I became obsessed with it and infatuated with trying to figure out how to make a shoe because that didn’t exist. It wasn’t like I could go somewhere and learn this. I could of went to a design school, but they don’t teach you how to make shoes.
How did you learn these skills?
Reverse engineering. Taking things apart and putting them back together. I learned shoe repair. I took a trade shoe making class, where you make boots. It’s the basics, but still different from sneakers. It’s mashing all these things up that I’ve learned to create what I teach.
Your workshops teach people the skills they need to go back home and make a career out of what they’ve learned. How would you explain the workshop’s essence?

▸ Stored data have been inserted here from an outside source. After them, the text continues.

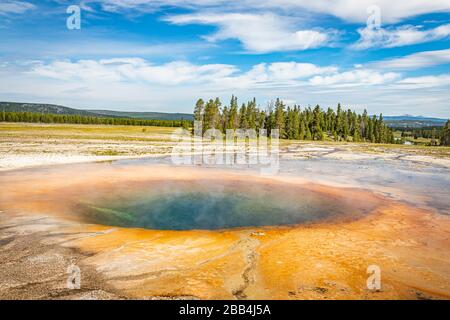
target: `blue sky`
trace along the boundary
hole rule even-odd
[[[0,0],[0,40],[2,101],[191,112],[235,94],[450,117],[450,0]]]

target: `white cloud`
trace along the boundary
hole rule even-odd
[[[101,60],[60,60],[45,64],[30,62],[29,74],[65,81],[145,82],[158,85],[217,83],[226,87],[251,87],[259,84],[286,84],[319,74],[337,72],[334,66],[320,67],[311,63],[274,62],[254,65],[247,72],[227,64],[195,65],[173,61],[155,65],[141,58]]]
[[[158,86],[195,86],[226,89],[288,88],[293,86],[380,85],[397,80],[398,73],[363,67],[340,71],[335,66],[311,63],[260,63],[248,71],[227,64],[195,65],[185,61],[151,64],[141,58],[32,62],[27,73],[79,84],[141,83]]]
[[[306,79],[318,74],[333,74],[334,66],[319,67],[311,63],[274,62],[259,63],[249,71],[216,79],[219,86],[229,89],[292,87],[304,84]]]
[[[431,87],[442,87],[450,85],[450,75],[410,77],[398,81],[404,88],[421,89]]]
[[[382,23],[393,23],[430,12],[450,11],[449,0],[275,0],[279,5],[298,6],[317,13],[331,14],[350,22],[366,22],[367,8],[377,5]]]
[[[6,0],[0,3],[0,15],[21,14],[25,11],[34,9],[34,5],[29,2]]]
[[[98,0],[87,0],[97,2]],[[165,20],[173,24],[205,24],[218,28],[204,38],[211,42],[237,39],[254,53],[306,50],[329,46],[338,34],[335,30],[318,30],[321,15],[332,15],[347,22],[365,23],[380,8],[383,28],[360,28],[356,49],[398,47],[429,42],[450,35],[450,24],[424,30],[422,26],[384,26],[421,14],[450,12],[450,0],[103,0],[106,10],[155,11],[166,7],[187,8],[192,13],[173,15]]]
[[[370,69],[355,69],[327,76],[315,76],[310,79],[314,86],[360,86],[379,85],[393,82],[400,77],[398,73],[381,73]]]
[[[1,0],[0,0],[1,1]],[[133,39],[107,39],[105,37],[64,37],[52,41],[43,38],[20,38],[0,41],[4,56],[22,59],[65,59],[69,57],[162,57],[183,60],[192,54],[211,49],[214,44],[204,41],[138,42]]]
[[[353,46],[355,49],[392,48],[446,38],[450,36],[450,24],[428,30],[410,25],[388,29],[366,27],[358,29],[358,33],[360,39]]]
[[[399,22],[408,17],[432,12],[449,12],[450,0],[88,0],[102,2],[108,10],[157,10],[161,7],[182,7],[188,9],[215,9],[225,12],[255,10],[276,10],[295,15],[296,11],[307,10],[327,14],[350,22],[365,22],[367,8],[377,5],[381,9],[383,23]]]
[[[0,100],[133,111],[191,112],[199,97],[228,101],[234,93],[240,101],[257,97],[262,106],[282,97],[383,114],[424,114],[424,104],[432,102],[425,113],[448,117],[449,86],[448,75],[402,79],[367,66],[340,70],[292,61],[260,63],[247,71],[140,58],[0,65]]]
[[[383,69],[419,69],[450,63],[450,49],[423,51],[370,64]]]
[[[194,65],[189,62],[174,61],[153,65],[140,58],[117,58],[38,63],[33,66],[30,73],[66,81],[135,81],[176,85],[211,81],[230,76],[236,71],[234,66],[226,64]]]
[[[274,14],[184,14],[165,19],[173,24],[207,24],[219,28],[208,41],[238,39],[245,49],[264,53],[305,50],[325,45],[330,36],[317,30],[299,30],[293,20]]]
[[[319,67],[312,63],[274,62],[267,66],[267,72],[274,80],[298,79],[317,74],[335,73],[337,67]]]

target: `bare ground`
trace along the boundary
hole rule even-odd
[[[0,171],[167,156],[176,143],[172,132],[0,124]],[[450,148],[280,147],[286,159],[376,157],[450,168]],[[398,204],[346,225],[183,235],[0,211],[0,299],[448,299],[449,232],[447,217]],[[366,268],[375,262],[384,287],[371,292]],[[72,263],[82,271],[80,290],[67,288]]]

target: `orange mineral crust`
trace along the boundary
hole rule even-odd
[[[448,216],[366,190],[313,184],[300,177],[169,166],[74,169],[79,173],[70,177],[65,168],[0,177],[0,230],[17,239],[36,235],[30,250],[64,248],[69,250],[60,253],[65,260],[71,252],[79,253],[81,270],[98,274],[92,279],[118,297],[450,298]],[[319,195],[317,199],[348,212],[281,226],[149,230],[87,222],[74,205],[79,199],[105,200],[149,186],[161,189],[167,181],[199,191],[209,185],[217,188],[220,181],[223,188],[233,186],[250,197],[269,190],[284,202],[305,195],[309,201],[311,195],[315,204]],[[380,290],[367,287],[371,265],[381,270]],[[10,297],[12,291],[0,292]]]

I’m giving so much energy and time. We are creating a community. It’s a family environment. The best part about the class for me is that people travel from all over the world, similar passions, different backgrounds, but there is no ego. They just want to create.
Are you working on any sustainability initiatives? I know that you only use the soles of the shoes.
I’m innovating by finding recyclable materials, finding vegan materials, finding the next thing that will help with sustainability. When we remake a shoe, we take off the upper and I put soles on it and give it to the homeless. There are companies that are weaving plastic into yarn. It’s a huge part of me, even though you might not see that from my Instagram.
You’ve been designing sneakers for seventeen years. When did you start teaching the workshops?
The school I started a little over 3 years ago. The goal is the get it to once a month because there is such a huge demand for it. There are thirty spots and they sell out really quickly.
Who takes the class?
People come from all over the world and different types of people take the class. There’s a 16 year old kid who sold his collection of shoes to do it. There are people that have sold their cars to do it, or people who have quit their jobs to take the class and make it a business. Then there’s also the people who work for Nike or other big brands that want to have another creative outlet.
Community seems to be an important part of The Shoe School. Are there any alumni-like events?
That’s the goal for this, too. We want to continue to get people together. We have five people taking this class that are from the last class. The interns and teachers are past students. The schools are building themselves.
What are your goals for the future?
To take schools to next level. To not have to charge, and also bring it to the kids who don’t have anything. When I was growing up in school, I didn’t like school. I was a creative that just wanted to create. I couldn’t sit still and focus, I needed to make things, and I want to offer kids an alternative. I want to be able to connect and let them understand that there are alternative ways to make a business, to find their passion whatever it is.
Last words? What’s next?
The Mars Yard Air Jordan 1 sneaker is releasing at 10 Corso Como. At the end of each class we put the students’ designs online and have the audience live vote. We produce the winning shoe and they get a percentage. It kickstarts their career.